I personally handle it by having in-process REST available in my language. So I don't have to translate from URIs to methods before I reach the model.

https://objective.st

You might have mentioned before that you are talking explicitly about web programming, where the concept drift from actual MVC to what is called MVC nowadays is even greater than in GUI programming.

MVC as described by Trygve is for GUI programming.

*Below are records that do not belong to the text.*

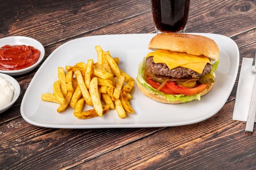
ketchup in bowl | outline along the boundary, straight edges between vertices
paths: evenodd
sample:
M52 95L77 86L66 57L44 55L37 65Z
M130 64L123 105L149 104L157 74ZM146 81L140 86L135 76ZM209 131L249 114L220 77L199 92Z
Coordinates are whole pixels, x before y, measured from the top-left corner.
M0 48L0 70L15 70L28 68L36 63L40 52L25 45L5 45Z

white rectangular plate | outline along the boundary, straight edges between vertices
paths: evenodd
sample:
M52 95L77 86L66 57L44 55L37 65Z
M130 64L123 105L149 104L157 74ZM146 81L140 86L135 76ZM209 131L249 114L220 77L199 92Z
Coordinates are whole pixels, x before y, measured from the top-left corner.
M214 39L220 49L220 62L216 82L212 89L201 100L178 104L158 102L144 96L136 85L130 101L135 113L125 119L118 117L115 110L102 117L79 119L68 108L58 113L58 104L42 101L40 96L52 93L58 79L57 68L73 66L88 59L97 61L95 46L118 57L121 69L136 79L139 63L150 51L148 45L155 34L132 34L85 37L68 42L55 50L47 58L32 79L24 95L20 112L32 124L57 128L135 128L179 126L197 123L216 114L229 96L237 73L239 51L236 43L226 36L210 34L196 34ZM91 108L86 106L85 109Z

	▲	sunir 3 days ago \| parent [-]
		lol, contradictions about MVC are par for the course. It's not personal. It's just confusing. Talking about the concepts isn't the same as talking about each other as professionals. Some of the articles you linked to express this tumult over decades. Looking at 1979, when I read this. > A controller is the link between a user and the system. I think of it as the boundary > It provides the user with input by arranging for relevant views to present themselves in appropriate places on the screen. It's the router, or view loader. > It provides means for user output by presenting the user with menus or other means of giving commands and data. The controller receives such user output, translates it into the appropriate messages and pass these messages on .to one or more of the views. The controller receives user input, translates it, and dispatches the input to the views. I think this has changed in the modern era. > A controller should never supplement the views, it should for example never connect the views of nodes by drawing arrows between them. I don't really understand this exactly, but I think it means views compose themselves. > Conversely, a view should never know about user input, such as mouse operations and keystrokes. It should always be possible to write a method in a controller that sends messages to views which exactly reproduce any sequence of user commands. The controller handles the raw input and translates it into actions/commands meaningful to the system. >> How does the model handle authentication without having to become aware of boundary protocols? > It gets passed required information. Just like it gets passed other information. Is what you consider the model all logic in the system? I would not. I would consider the model to be the data in the system world, using terms in systemese. It shouldn't know or care about OAuth or SAML or HTTP Authorization or whatever. It would care about Users and Sessions. However, is this semantics? The use case and work flow approach is just a layer on top of the data model. The auth is another layer. Why it matters to me is I prefer to think of systems as data flows, and the code follows the data flow. Control layers are different than the actual data.